After leaving Central America, we flew to San Juan and spent a couple of days in Puerto Rico. It was a little strange at first. It was a comforting and appropriate transition in that it was nice to be back in the United States (or territory of) again, but also where Spanish continued to be spoken everywhere. We were lucky enough to stay as couchsurfers with our very cool host in San Juan. His apartment was surrounded by similar high rise condos, and just a few blocks from the beach, museums, restaurants, and stores so we got to do a little exploring.
The day before we left, we were able to get reservations to go on a kayak tour of Fajardo Bay, a bio-luminescent bay in Puerto Rico. A friend had recommended we check it out if we had a chance, and it was worth it. We were instructed to meet our tour guide and fellow kayakers at the Ritz Carlton Hotel at sunset. Jeff and I decided that we might as well make the most of it and went several hours early.
We took a cab and walked straight through the lobby to the pool area. Coming from the type of environments that we have become accustomed to, the Ritz Carlton was like an oasis, a beacon of luxury. Since we were already in our swimming suits (in preparation for the tour), we blended in as best we could. Jeff brazenly grabbed a towel and an ice water infused with orange, and we did our best to walk nonchalantly toward some empty chairs. We set up shop and lay out by the pool for the rest of the afternoon until it was time to leave for our tour.

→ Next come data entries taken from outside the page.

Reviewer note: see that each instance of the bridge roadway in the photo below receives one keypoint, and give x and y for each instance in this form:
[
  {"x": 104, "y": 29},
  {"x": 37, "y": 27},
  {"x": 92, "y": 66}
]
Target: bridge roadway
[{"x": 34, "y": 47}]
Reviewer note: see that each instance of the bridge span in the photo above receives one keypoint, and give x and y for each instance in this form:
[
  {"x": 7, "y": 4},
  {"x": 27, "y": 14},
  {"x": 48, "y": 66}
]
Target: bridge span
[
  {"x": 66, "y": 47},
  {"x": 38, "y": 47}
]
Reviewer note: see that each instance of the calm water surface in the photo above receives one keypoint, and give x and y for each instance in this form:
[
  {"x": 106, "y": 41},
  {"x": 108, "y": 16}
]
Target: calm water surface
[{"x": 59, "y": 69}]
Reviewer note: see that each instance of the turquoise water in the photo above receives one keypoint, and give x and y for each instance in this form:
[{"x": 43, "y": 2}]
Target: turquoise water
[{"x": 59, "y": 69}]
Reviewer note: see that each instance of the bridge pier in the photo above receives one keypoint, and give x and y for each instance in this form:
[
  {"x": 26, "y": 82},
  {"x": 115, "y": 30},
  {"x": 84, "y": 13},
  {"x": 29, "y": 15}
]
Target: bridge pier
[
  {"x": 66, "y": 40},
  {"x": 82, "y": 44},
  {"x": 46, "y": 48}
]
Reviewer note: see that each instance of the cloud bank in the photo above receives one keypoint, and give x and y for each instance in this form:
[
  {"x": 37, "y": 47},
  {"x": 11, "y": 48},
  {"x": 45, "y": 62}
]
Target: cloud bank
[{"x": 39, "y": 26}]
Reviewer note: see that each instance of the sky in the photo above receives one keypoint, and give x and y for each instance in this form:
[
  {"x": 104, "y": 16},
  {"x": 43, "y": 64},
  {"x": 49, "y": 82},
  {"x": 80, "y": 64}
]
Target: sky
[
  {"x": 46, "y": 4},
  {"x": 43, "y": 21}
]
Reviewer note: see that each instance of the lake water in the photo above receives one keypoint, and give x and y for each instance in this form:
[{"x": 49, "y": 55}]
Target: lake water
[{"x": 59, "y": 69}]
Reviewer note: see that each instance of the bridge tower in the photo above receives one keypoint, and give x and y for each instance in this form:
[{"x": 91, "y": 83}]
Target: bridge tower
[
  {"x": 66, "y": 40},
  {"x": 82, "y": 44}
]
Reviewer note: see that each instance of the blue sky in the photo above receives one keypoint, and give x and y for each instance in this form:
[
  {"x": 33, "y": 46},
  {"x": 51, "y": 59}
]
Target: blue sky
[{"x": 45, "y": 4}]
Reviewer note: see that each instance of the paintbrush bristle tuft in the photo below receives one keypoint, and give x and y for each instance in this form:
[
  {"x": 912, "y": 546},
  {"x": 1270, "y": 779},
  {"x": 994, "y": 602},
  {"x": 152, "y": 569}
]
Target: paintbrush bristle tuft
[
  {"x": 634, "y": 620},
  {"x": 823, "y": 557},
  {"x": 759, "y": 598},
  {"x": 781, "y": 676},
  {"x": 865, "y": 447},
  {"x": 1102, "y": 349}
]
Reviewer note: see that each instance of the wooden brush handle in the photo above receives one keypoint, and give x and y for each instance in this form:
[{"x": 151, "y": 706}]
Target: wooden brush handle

A bioluminescent bay is exactly what it sounds like—a bay that glows in the dark naturally. This phenomenon occurs due to the microorganisms in the water. With movement or upon being touched, the water lights up, becoming a neon blue-white. This only occurs in two places in the world. I wish we could have taken pictures because it was an unbelievable experience, one that I can not do justice to with my writing. The sight of the water illuminating in the dark was awesome. Fish jumped out of the water, creating shooting comets. With each stroke of our oars a bright fluorescent light would shine for as long as the movement continued simultaneously highlighting both our path and showing us where we had just come from. I scooped up handfuls of water and watched as a tail of electric blue followed and I tossed brilliant blue droplets back into the bay.
I feel justified in blaming our kayaking abilities (or lack thereof) on the fact that we were so in awe of the bioluminescence all around us. We ran into some communication difficulties, leading our kayak in a zigzag, running into trees and the riverbank, and eventually needing to be towed out by one of the guides. Just as we began to get the hang of things and build confidence in our ability to maneuver our kayak, the tour came to an end. By then, our clothes were wet, we smelled like lagoon water, and my arms felt like they were about to fall off. Still, the experience itself was well worth it.